More serious issues such as truancy and being suspended were experienced by only a small number of 13-year-olds.
However, the Growing Up In Ireland report revealed worrying evidence that children from households where nobody was in employment were more than twice as likely to receive detention as those from professional or managerial households.
It also found that around 14pc of children of this age say they have "nowhere" they can go to get information on sex and relationship issues.
Mothers are the likeliest source of information, with 43pc of girls and 20pc of boys seeking their advice.
Only 11pc of boys and virtually no girls report going to their fathers for advice on these issues.
Friends, teachers, the internet, magazines and books or a brother or sister are other sources 13-year-olds go to for information on sex.
The report examines how 13-year-olds and their families are faring across areas including education, physical activity and obesity, family life, finances and relationships.
The results are based on interviews with children and their families, four years on after last being questioned at the age of nine.
In general, 13-year-olds get on "very well" with their parents and get on well at school, though there are differences between boys and girls and children with different economic backgrounds.
The authors of the report expressed concern at their findings that show boys from households with the lowest incomes are twice as likely to misbehave as those with the highest levels of income.
Statistics show 34pc of children from non-employed households had received detention compared with 16pc of 13-year-olds from professional or managerial backgrounds.

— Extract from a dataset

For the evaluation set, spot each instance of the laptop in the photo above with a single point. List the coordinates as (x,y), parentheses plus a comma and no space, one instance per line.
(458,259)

Similarly, young people whose mothers had lower levels of education were more likely to have received detention – 28pc compared with 16pc of those with graduate mothers.
Dr Emer Smyth of the Economic and Social Research Institute's (ESRI) education research department said the education system is currently geared towards exams. As a result, more boys are falling into "negative spirals of misbehaviour" as they lose interest.
"That is a concern and is something that can inform policy," said Dr Smyth, explaining that the planned Junior Cycle reform is designed to "avoid the drift away" in second year of secondary school.
The report also found that boys are more likely than girls to exercise, with 30pc of girls overweight or obese in comparison to 23pc of boys.
However, 78pc of children who were obese were exercising to lose weight, showing that they and their parents were making efforts to combat the problem.
A leading youth organisation has welcomed the publication of the report, saying it points to continuing issues around the most disadvantaged in the education system which have been "present for a long time".
Michael McLoughlin of Youth Work Ireland said the findings on self-image were also important, adding that support for informal networks and youth drop-in centres are key elements of the preventative and early warning systems needed to maintain positive self-image.
"We need to assist with resilience locally to deal with the mental health challenges which have become tragically too apparent for young people in recent years," he said.